Alors non ! Je n’ai pas envie de lui poser la question «Où vas-tu ?» ! J’aurais trop peur de connaître la réponse. Et toi, est-ce que tu lui aurais posé la question ?

Florence
Oui, moi je l’aurais posée ! Pour moi, une vérité, même difficile à entendre, vaut mieux que l’incertitude. Rester dans le doute, c’est rester dans la tristesse, penser que tout est fini.

Certes, les disciples sont troublés face à cette annonce de Jésus.  En ne posant pas la question « Où vas-tu ? », ils évitent la réalité de la mort. Cette réalité-là est trop lourde à porter pour eux maintenant. Les disciples n’étaient pas prêts à laisser partir Jésus. Qui le serait ? Pour eux, poser la question « Où vas-tu ? », c’est délicat, car cela implique de s’interroger sur la suite : que se passera-t-il quand Jésus ne sera plus là ?

Estelle
En effet, en tant que disciple, que se passera-t-il quand Jésus ne sera plus là ? Comment continuer à suivre quelqu’un qu’on ne voit plus ?

Florence
Dans l’évangile de Jean, il y a cette promesse d’un Esprit consolateur que Jésus annonce à ses disciples. Comme une force qui leur sera donnée pour continuer leur chemin. L’Esprit est celui qui est envoyé après la mort et la résurrection du Christ pour le rendre présent, à chacune et à chacun, en tout temps. 

Le départ de Jésus projettera les disciples en première ligne pour poursuivre son œuvre, pour transmettre sa mémoire. Ils ne peuvent pas retenir Jésus, mais ils sont encouragés à porter sa Parole au monde, avec des forces renouvelées.

Et nous, 2000 ans plus tard, où allons-nous ?

Estelle 
Où allons-nous… Bonne question ! De mon côté, je ne vois vraiment pas où nous allons ! Probablement droit dans le mur ! Quand je vois les photos des villes détruites en Ukraine (et d’autres encore, ailleurs dans le monde), quand je vois les images de toutes ces personnes qui fuient leurs pays, où vont-elles ? Où allons-nous lorsque nous sommes guidés par la haine ?

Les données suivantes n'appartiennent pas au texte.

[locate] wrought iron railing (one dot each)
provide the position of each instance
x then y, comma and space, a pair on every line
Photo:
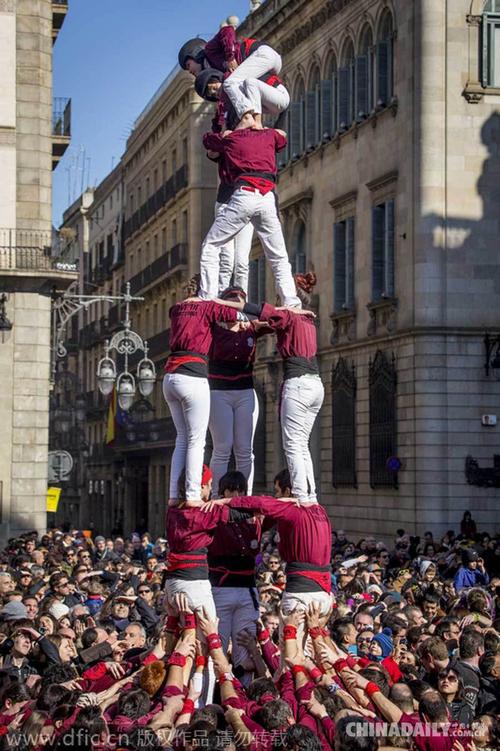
61, 117
177, 182
166, 263
31, 250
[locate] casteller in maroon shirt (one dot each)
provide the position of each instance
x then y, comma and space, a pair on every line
232, 554
232, 356
305, 540
249, 156
190, 531
296, 340
191, 323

Quand je vois ce monde où le gaspillage et la surconsommation règnent, quand je vois que certaines personnes souffrent de la faim alors que d’autres souffrent de trop manger, où allons-nous ? Peux-tu me le dire ? Reste-t-il encore quelque chose d’humain dans notre société ?

Je veux bien que l’Esprit rende Jésus présent, c’est bien joli, mais concrètement, qu’est-ce que l’Esprit fait par rapport à ce monde qui dégringole ?

Florence
Justement, dans ce monde où tout dégringole, l’Esprit est un consolateur, un défenseur. Dans notre texte, l’Esprit de Dieu est appelé Paraclet. Ce terme grec vient du vocabulaire juridique. Il désigne autant un avocat, un défenseur, un consolateur ou encore un intercesseur. Il vient au secours de toutes les situations qui nous paraissent désespérées, il nous donne la force de rester debout, l’élan de continuer, l’audace de nous engager dans le monde, de lutter contre le pessimisme ambiant. D’autre part, l’Esprit nous pousse à l’action.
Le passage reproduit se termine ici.